Aku ingin menikah, Mi.

14.8K 250 6
                                    

Wajib Follow dan Vote !
...

Lelaki berparas Arab itu hanyut dalam sholat malam itu, tepatnya waktu ibadah Isya. Ia terlihat sangat khusyuk, sesekali terdengar suara desah pelan menahan tangis. Ya, ia banyak menangis.
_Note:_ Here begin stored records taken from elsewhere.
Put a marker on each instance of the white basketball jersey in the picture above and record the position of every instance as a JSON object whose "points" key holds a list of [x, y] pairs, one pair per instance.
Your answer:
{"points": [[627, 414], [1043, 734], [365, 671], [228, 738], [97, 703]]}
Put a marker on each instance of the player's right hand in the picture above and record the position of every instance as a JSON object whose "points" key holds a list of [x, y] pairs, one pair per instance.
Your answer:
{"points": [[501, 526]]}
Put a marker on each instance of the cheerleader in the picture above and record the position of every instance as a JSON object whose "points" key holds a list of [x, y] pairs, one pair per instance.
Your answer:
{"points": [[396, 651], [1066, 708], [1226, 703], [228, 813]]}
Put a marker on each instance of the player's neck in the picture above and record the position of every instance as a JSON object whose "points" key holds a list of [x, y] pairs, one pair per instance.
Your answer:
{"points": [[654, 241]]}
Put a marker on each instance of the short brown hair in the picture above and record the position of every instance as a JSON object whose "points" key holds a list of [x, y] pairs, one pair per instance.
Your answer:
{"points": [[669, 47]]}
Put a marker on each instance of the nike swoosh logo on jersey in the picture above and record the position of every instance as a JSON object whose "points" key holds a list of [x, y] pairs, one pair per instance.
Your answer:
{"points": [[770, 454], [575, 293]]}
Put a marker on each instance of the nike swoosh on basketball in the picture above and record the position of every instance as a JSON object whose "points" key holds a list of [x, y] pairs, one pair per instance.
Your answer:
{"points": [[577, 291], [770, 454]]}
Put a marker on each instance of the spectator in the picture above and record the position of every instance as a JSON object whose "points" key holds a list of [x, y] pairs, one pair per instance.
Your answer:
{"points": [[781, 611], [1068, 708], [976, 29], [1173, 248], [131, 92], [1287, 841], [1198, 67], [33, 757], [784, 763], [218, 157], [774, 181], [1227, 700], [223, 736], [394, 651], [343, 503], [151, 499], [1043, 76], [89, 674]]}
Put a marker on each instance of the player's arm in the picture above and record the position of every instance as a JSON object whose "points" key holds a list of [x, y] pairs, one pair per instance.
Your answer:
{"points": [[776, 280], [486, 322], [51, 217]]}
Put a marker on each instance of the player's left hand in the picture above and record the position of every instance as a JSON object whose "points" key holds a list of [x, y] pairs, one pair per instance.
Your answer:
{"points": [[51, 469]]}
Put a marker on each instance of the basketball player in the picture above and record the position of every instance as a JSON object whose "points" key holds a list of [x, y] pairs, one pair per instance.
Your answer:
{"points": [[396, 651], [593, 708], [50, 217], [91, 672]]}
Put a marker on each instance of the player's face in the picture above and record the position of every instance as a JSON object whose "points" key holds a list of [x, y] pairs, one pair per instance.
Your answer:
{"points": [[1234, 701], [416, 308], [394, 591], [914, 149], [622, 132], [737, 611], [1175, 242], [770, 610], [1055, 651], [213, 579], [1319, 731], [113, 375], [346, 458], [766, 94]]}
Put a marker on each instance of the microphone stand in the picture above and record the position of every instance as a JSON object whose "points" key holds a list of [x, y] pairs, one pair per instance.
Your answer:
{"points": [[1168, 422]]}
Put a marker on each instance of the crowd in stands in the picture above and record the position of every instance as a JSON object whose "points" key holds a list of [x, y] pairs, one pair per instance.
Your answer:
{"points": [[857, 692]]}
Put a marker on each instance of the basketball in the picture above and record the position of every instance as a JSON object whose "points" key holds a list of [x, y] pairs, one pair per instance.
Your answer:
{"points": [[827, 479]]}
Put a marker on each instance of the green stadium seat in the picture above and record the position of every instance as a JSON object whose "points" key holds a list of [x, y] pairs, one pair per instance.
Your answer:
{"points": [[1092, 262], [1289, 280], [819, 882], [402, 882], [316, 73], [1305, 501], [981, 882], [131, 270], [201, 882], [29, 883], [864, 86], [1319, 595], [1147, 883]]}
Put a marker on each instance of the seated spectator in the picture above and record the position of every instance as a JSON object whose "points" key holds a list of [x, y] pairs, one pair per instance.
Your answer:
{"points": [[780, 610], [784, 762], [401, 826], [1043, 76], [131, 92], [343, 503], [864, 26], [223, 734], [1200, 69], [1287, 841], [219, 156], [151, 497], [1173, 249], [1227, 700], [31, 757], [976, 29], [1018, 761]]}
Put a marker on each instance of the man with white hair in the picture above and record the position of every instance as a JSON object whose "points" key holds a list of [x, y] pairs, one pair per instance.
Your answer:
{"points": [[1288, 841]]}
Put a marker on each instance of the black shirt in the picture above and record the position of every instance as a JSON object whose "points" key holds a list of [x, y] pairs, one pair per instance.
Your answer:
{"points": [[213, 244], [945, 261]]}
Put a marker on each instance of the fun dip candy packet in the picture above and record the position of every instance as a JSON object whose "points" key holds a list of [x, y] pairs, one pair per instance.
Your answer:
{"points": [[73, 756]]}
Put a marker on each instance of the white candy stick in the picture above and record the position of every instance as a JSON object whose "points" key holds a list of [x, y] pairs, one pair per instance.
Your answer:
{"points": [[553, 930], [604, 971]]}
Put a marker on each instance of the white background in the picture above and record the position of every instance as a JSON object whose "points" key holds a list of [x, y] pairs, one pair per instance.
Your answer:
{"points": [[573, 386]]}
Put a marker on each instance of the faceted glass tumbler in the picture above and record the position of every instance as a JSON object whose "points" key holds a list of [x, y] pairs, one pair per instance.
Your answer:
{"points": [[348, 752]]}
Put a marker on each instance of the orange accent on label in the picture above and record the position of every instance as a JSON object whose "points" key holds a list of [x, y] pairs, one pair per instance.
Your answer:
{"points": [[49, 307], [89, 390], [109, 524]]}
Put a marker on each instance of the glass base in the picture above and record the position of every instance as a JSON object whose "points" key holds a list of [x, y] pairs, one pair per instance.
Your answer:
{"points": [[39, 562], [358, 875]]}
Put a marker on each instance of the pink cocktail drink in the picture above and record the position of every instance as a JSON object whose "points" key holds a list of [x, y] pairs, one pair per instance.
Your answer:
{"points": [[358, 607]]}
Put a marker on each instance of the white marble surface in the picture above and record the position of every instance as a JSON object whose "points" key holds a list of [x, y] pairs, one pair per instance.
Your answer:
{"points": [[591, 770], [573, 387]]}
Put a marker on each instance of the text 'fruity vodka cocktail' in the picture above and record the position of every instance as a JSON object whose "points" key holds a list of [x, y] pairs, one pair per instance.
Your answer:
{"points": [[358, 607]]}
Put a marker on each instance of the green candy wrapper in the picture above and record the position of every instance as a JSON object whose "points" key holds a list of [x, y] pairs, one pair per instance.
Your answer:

Ia menangis ketika membaca surat wajib dalam sholat 'Al fatihah' terutama dalam kalimat 'Ihdinash shiraathal mustaqiim'. Ia dengan sungguh-sungguh, dengan hati merendah meminta selalu dinaungi dengan rahmat petunjuk jalan yang benar dalam mengarungi samudra kehidupan kepada yang maha pemilik kehidupan.

Bacaan surat-surat pendeknya tartil, ia sangat menyukai membaca ayat-ayat perihal azab, sebagai pengingat diri bahwa sejatinya manusia hanyalah berasal dari air yang hina kemudian berkat rahmat dan kasih sayang dari Allah sajalah ia bisa menjadi makhluk yang diakui memiliki tingkat teratas dalam siklus dan menara kehidupan manapun.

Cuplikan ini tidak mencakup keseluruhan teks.